The hills above Lions Head are a surprisingly pleasing area to hike. There are many rock-faced hills one above the other with open forest and grassy slopes between. There were a few mostly-dry ponds in sheltered pockets. We started our hike on a side road that follows the transmission lines north up the hill, working our way up to get above private lands below.
We were prepared to bushwack our way up through the hills, but we found trails all the way up to the top of the hills at 2800 feet. The trails are there, but hikers must stay alert and make some route-finding decisions.
After 4 km of climbing, we picked an open hilltop for lunch in the sun. Martin Mountain dominated the skyline to the south with a mantle of November snow in front of the sun. The hills to the north continued on towards McGregor Hill above Pinantan.
The Lions Head Hills are Crown Land, but there are some private lands close to Shuswap Road and just off McNulty Road to the north. That leaves about 20 square kilometers of hiking in between (with some ingenuity a 12- 15 km loop can be done). We saw little evidence of cattle grazing in the area, but if cattle are encountered, respect grazing rights by steering around them, closing gates (we didn’t see any), and observing any posted signage.

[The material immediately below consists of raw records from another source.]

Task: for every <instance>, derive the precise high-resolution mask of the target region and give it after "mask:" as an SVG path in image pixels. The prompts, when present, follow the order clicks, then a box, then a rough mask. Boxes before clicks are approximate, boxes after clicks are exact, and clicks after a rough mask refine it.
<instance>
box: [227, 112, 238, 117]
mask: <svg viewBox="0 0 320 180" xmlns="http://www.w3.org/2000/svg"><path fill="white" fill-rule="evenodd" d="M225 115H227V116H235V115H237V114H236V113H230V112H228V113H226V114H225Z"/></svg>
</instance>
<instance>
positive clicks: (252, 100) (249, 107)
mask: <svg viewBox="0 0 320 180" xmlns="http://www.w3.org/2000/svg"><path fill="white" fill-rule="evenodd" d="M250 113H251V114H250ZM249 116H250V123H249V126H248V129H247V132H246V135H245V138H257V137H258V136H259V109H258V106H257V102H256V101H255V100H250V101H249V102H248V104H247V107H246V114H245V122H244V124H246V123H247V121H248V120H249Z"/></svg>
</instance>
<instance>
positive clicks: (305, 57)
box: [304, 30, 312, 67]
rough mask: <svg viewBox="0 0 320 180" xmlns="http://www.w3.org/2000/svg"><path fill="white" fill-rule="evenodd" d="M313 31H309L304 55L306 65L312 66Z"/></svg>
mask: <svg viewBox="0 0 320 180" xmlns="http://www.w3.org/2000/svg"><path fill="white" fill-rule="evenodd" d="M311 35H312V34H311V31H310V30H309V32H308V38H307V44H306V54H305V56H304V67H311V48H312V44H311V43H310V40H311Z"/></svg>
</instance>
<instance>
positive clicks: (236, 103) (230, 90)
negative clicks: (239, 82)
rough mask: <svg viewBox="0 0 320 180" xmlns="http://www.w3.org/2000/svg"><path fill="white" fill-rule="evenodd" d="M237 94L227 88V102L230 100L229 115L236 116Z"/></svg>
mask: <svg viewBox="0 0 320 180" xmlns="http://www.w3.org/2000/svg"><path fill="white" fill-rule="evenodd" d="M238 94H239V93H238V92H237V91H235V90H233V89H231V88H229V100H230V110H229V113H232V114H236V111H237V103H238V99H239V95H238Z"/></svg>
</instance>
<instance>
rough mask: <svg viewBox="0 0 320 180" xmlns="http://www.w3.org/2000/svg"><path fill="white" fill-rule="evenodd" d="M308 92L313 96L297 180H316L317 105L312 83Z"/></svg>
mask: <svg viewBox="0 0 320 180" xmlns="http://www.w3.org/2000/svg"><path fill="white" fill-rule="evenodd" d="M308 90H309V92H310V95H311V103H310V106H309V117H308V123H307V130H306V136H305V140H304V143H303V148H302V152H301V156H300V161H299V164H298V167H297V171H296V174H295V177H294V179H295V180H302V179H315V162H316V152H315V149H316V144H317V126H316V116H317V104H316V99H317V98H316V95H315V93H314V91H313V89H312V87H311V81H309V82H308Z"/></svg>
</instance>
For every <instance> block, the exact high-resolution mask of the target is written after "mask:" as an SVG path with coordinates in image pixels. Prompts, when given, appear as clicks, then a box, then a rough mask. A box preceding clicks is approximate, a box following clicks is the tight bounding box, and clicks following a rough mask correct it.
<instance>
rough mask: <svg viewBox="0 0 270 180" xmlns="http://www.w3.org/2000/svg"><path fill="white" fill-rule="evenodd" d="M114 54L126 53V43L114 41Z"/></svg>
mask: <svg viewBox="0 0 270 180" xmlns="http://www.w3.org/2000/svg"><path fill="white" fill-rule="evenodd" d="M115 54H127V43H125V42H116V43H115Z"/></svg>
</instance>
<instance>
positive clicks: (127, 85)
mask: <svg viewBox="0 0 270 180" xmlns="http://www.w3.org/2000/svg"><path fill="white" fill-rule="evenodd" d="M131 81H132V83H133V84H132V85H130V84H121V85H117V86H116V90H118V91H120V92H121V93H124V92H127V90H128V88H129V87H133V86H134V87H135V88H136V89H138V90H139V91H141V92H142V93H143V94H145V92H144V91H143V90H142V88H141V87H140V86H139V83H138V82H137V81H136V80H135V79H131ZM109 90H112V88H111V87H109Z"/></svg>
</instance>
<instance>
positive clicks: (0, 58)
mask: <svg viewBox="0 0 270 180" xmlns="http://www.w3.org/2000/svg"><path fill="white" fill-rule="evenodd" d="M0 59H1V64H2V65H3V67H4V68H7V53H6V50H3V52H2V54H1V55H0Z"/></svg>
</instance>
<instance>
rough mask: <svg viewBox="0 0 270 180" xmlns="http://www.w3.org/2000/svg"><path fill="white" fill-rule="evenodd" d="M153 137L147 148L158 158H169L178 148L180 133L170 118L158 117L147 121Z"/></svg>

There are potential routes all along this long ridge from Lafarge to the grasslands by the transmission lines, an area 10km in an east-west line and an average of 2km in a north south direction. North of McNulty Road there are also large sections of Crown land all the way to the Pinantan Road and beyond too, but anyone wanting to explore should check land status maps and watch for fences and signage, especially next to McNulty Road.
The hills have been subject to a lot of beetle kill and some small areas of lightning-caused fires so fallen trees are the norm. We found it quite reasonable for hikers but it would be problematic for mountain bikers and motorized vehicles.
We will explore this area again in the spring so watch for a new article at that time.